Dataframe object

A conforming implementation of the dataframe API standard must provide and support a dataframe object having the following methods, attributes, and behavior.

class DataFrame(*args, **kwargs)

DataFrame object.

Note that this dataframe object is not meant to be instantiated directly by users of the library implementing the dataframe API standard. Rather, use constructor functions or an already-created dataframe object retrieved via

Python operator support

All arithmetic operators defined by the Python language, except for __matmul__, __neg__ and __pos__, must be supported for numerical data types.

All comparison operators defined by the Python language must be supported by the dataframe object for all data types for which those comparisons are supported by the builtin scalar types corresponding to a data type.

In-place operators must not be supported.

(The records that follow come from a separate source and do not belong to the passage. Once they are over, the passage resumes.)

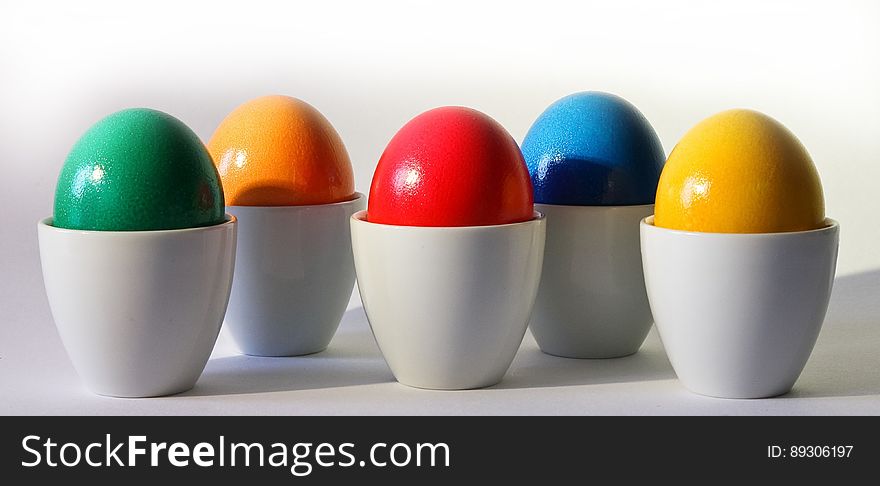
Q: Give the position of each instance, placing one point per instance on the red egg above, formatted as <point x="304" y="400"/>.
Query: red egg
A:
<point x="451" y="166"/>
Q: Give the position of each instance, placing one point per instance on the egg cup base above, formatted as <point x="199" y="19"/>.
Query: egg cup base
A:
<point x="294" y="277"/>
<point x="592" y="301"/>
<point x="448" y="307"/>
<point x="138" y="312"/>
<point x="739" y="314"/>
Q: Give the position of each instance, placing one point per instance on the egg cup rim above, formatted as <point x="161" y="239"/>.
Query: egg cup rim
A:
<point x="360" y="218"/>
<point x="355" y="197"/>
<point x="598" y="207"/>
<point x="228" y="220"/>
<point x="830" y="225"/>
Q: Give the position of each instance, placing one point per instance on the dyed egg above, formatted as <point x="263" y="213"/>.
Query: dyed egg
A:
<point x="138" y="170"/>
<point x="281" y="151"/>
<point x="739" y="171"/>
<point x="593" y="149"/>
<point x="451" y="166"/>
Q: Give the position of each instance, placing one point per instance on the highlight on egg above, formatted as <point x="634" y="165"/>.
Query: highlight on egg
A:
<point x="138" y="170"/>
<point x="451" y="166"/>
<point x="593" y="149"/>
<point x="281" y="151"/>
<point x="740" y="171"/>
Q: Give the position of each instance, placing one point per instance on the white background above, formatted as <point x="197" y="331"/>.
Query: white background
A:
<point x="370" y="67"/>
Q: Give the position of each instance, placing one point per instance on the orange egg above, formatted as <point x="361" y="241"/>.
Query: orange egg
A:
<point x="280" y="151"/>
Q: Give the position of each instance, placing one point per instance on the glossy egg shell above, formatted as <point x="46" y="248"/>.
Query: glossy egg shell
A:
<point x="451" y="166"/>
<point x="138" y="169"/>
<point x="593" y="149"/>
<point x="281" y="151"/>
<point x="740" y="171"/>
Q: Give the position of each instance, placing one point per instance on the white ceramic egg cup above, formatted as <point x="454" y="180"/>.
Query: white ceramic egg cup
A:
<point x="448" y="306"/>
<point x="138" y="311"/>
<point x="739" y="314"/>
<point x="592" y="301"/>
<point x="294" y="276"/>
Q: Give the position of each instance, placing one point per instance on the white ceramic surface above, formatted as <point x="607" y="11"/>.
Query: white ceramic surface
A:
<point x="293" y="278"/>
<point x="592" y="301"/>
<point x="448" y="306"/>
<point x="138" y="311"/>
<point x="739" y="314"/>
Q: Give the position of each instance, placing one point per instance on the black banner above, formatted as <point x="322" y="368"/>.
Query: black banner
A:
<point x="329" y="449"/>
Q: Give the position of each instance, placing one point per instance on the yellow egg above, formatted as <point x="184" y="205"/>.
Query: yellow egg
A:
<point x="739" y="171"/>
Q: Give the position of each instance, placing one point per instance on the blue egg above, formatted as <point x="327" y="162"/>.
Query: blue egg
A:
<point x="593" y="149"/>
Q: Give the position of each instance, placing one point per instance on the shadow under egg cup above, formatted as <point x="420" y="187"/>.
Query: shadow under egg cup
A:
<point x="294" y="276"/>
<point x="739" y="314"/>
<point x="138" y="311"/>
<point x="448" y="306"/>
<point x="592" y="301"/>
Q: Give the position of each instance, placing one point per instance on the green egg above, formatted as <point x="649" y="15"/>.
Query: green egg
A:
<point x="138" y="170"/>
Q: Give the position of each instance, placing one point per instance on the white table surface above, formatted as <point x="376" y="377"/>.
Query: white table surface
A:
<point x="842" y="376"/>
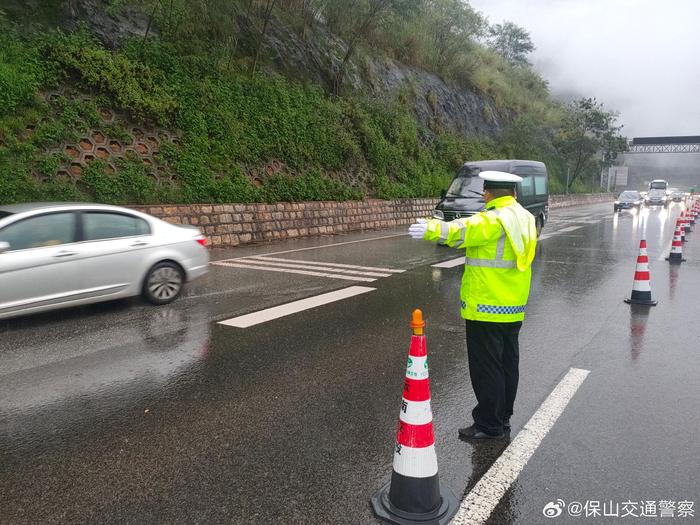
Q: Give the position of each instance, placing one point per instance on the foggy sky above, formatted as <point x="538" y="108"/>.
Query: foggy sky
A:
<point x="639" y="57"/>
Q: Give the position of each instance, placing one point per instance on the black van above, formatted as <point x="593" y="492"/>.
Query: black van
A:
<point x="463" y="197"/>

All operations on the dataframe object are out-of-place.

Methods and Attributes

__abstractmethods__ = frozenset({})
__add__(other: AnyScalar) Self

Add other scalar to this dataframe.

Parameters:

other (Scalar) – “Scalar” here is defined implicitly by what scalar types are allowed for the operation by the underling dtypes.

Returns:

DataFrame

__and__(other: bool) Self

Apply logical ‘and’ to other scalar and this dataframe.

Nulls should follow Kleene Logic.

Parameters:

other (bool) –

Returns:

DataFrame[bool]

Raises:

ValueError – If self or other is not boolean.

__dataframe_namespace__() Namespace

Return an object that has all the top-level dataframe API functions on it.

Returns:

namespace (Any) – An object representing the dataframe API namespace. It should have every top-level function defined in the specification as an attribute. It may contain other public names as well, but it is recommended to only include those names that are part of the specification.

__divmod__(other: AnyScalar) tuple[DataFrame, DataFrame]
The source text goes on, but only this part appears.